Title: A treatise of patience in tribulation first, preached before the Right Honourable the Countesse of Southampton in her great heauines for the death of her most worthy husband and sonne: afterward inlarged for the helpe of all that are any way afflicted crossed or troubled. By William Iones B. of D. and P. of Arraton in the Isle of Wight. Herevnto are ioyned the teares of the Isle of Wight, shed on the tombe of their most noble Captaine Henrie Earle of Southampton and the Lord Wriothesly his sonne.
Date: 1625

To the Right Honourable, HENRY, Earle of Southampton


VII. To the young Lord. [James Wriothesley]

by W. P.



BRight starre of Honour, what celestiall fires
Single illegible letter thy youthfull bloud; that thy desires
Mount vp so fast to Glories highest Spheres,
So farre beyond thine equalls and thy yeares?
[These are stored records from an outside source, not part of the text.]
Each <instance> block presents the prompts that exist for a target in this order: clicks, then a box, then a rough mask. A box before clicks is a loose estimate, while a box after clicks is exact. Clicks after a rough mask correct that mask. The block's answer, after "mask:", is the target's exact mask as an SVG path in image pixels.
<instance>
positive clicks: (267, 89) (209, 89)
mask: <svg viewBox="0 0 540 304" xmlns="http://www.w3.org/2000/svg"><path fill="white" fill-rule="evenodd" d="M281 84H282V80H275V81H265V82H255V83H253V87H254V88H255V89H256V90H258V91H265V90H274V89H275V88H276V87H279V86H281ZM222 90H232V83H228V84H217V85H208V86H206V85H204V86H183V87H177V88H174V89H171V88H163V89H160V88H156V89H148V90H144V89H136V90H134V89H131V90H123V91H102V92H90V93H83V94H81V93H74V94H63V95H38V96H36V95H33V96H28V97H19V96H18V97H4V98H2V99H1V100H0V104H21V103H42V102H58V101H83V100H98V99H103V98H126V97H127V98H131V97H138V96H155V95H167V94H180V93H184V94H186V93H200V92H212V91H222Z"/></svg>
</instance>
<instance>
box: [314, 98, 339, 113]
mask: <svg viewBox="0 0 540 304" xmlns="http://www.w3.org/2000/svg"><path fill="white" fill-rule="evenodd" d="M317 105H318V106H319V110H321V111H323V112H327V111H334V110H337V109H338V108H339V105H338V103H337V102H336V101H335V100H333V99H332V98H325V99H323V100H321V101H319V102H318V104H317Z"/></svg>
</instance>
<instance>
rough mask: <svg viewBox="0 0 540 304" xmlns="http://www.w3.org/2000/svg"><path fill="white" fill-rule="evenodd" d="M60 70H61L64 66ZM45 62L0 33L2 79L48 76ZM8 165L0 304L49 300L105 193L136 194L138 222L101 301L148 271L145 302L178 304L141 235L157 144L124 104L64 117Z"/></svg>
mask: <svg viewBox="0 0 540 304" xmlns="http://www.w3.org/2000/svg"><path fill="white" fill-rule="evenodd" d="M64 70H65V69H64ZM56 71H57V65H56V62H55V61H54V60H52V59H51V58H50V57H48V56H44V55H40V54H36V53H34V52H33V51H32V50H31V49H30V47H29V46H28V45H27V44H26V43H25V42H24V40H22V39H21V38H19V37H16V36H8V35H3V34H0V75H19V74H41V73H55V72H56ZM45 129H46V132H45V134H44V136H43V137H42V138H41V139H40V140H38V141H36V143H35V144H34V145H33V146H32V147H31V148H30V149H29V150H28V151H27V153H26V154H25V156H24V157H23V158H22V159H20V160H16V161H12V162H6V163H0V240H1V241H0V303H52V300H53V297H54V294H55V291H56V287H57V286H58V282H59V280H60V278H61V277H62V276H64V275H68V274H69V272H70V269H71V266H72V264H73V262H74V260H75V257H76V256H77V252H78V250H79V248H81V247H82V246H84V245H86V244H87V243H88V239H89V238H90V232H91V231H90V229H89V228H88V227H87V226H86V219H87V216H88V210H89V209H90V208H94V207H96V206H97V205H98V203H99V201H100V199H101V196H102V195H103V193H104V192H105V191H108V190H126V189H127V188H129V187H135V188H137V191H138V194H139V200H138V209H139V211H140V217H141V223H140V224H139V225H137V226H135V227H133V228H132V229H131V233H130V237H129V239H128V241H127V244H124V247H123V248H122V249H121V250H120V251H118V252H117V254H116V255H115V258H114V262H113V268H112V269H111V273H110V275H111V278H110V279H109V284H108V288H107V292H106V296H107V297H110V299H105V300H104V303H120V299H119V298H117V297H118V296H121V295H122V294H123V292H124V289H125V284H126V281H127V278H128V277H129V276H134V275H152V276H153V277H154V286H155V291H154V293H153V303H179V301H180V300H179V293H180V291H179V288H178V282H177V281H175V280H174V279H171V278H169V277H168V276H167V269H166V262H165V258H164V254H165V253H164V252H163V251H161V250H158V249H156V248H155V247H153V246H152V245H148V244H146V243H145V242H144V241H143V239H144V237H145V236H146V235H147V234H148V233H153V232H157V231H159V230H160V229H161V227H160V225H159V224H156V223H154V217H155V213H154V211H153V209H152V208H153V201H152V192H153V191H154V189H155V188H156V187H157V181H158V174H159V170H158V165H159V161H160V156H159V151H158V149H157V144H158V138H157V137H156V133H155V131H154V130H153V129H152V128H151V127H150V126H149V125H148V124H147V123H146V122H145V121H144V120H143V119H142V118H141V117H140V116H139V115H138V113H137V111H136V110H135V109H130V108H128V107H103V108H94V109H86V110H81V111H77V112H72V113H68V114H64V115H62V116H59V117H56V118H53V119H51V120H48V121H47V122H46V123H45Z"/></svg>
Whil'st others Noblie borne, ignoblie staine
Their bloud and youth with manners base and vaine,
Thou to thy Fathers holie lessons lending
Thine eare; and to his liue's faire patterne bending
Thy steps; did'st daily learne for sport or need
Nimblie to mount and man thy barbed steed;
Fairelie thy serious thoughts to write or speake,
Stoutlie vpon thy foe, thy lance to breake.
It did not with thine actiue spirit suite
To wast thy time in fingring of a Lute,
Or sing mong'st Cupids spirits a puling Dittie
To moue some femall Saint to loue or pittie.
T'was Musick to thine eare in ranged batle
To heare sad Drums to grone, harsh Trumpets ritle:
Or see, when clouds of bloud do rent in sunder,
The pouders lightning, and the Canons thunder.



And when thou might'st at home haue liued free
From cares and feares in soft securitie,
Thou scorning such dishonorable ease,
To all the hazards both of land and sea's,
Against Religions and thy Countries foes,
Franklie thy selfe and safetie did'd expose.



O Sacred virtue thy mild modest glances,
Rais'd in his tender heart, these amorous trances,
For thy deare loue so dearely did he weane
His youth from pleasures, and from lusts vncleane:
And so in thy straight narrow paths still treading,
He found the way to endlesse glorie leading.